Cuando cumplí quince años, mamá murió. Ernesto no fue al entierro. Yo me quedé solo, con una caja de recuerdos y una pregunta que nunca me atreví a responder: ¿quién soy?

Intenté buscar a mi padre, pero ya no vivía en la ciudad. Dicen que se fue al norte, buscando trabajo en México o tal vez en los Estados Unidos. Nunca supe más de él. Yo me quedé en Tegucigalpa, sobreviviendo como podía.

Un día, mientras vendía dulces en un semáforo, un hombre bien vestido se me acercó. —¿Quieres trabajar conmigo? —me preguntó. Dudé, pero la necesidad era más fuerte que el miedo. Acepté.

El trabajo era duro, pero honesto: limpiar oficinas por las noches. Allí conocí a gente que me trató con respeto, que me preguntó mi nombre sin burlarse.

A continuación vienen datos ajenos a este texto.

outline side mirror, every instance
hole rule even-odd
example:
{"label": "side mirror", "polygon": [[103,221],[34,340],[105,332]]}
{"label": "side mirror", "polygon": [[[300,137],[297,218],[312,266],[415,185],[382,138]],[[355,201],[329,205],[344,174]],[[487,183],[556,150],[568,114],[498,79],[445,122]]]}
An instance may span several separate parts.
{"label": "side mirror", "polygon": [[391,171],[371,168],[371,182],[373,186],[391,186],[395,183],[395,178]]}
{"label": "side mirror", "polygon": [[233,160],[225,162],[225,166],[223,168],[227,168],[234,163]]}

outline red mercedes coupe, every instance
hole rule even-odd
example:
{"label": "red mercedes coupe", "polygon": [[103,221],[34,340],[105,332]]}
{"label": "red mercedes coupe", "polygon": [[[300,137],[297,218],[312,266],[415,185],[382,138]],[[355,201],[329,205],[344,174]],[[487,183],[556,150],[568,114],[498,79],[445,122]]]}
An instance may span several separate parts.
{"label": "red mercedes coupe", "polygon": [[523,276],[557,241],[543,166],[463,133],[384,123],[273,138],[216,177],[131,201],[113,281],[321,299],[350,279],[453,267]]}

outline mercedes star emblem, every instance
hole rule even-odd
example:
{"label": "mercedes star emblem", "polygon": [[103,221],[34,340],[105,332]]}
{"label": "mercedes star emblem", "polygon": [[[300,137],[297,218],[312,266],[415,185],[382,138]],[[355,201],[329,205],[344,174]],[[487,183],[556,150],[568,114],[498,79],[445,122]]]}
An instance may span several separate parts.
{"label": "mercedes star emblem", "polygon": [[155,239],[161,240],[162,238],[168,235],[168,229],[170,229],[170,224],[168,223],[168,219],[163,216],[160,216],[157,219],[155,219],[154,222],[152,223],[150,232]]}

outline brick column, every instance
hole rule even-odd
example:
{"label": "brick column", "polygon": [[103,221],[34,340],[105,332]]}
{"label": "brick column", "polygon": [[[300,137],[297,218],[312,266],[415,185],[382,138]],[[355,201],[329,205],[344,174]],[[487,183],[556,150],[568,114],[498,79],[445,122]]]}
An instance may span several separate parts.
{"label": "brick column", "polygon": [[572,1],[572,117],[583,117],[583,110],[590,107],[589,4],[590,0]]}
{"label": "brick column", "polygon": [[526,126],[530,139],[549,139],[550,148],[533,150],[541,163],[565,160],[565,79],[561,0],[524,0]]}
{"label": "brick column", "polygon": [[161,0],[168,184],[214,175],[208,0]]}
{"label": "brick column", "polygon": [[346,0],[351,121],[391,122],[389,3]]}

Por primera vez, sentí que podía empezar de nuevo.

Con el tiempo, ahorré lo suficiente para sacar mi acta de nacimiento corregida. Fui al registro civil y, cuando me preguntaron qué nombre quería, respondí sin dudar:
—Me llamo Salvador. Porque eso es lo que quiero ser: alguien que salva, aunque sea un poco, su propia vida.

Hoy tengo veintidós años. Trabajo de día y estudio de noche. Sigo luchando, como mamá me enseñó. A veces, cuando la ciudad duerme y el silencio pesa, me pregunto si Ernesto piensa en mí, si alguna vez se arrepintió de no haberme dado un nombre, de no haberme abrazado cuando más lo necesitaba.

A veces me miro al espejo y veo en mis ojos el reflejo de todos los niños sin nombre, de todos los hijos no planeados que buscan un lugar en el mundo. Y me pregunto: ¿cuántos de nosotros seguimos esperando que alguien nos llame por nuestro verdadero nombre?

¿De verdad somos sólo milagros accidentales, o podemos convertirnos en la respuesta a nuestras propias preguntas?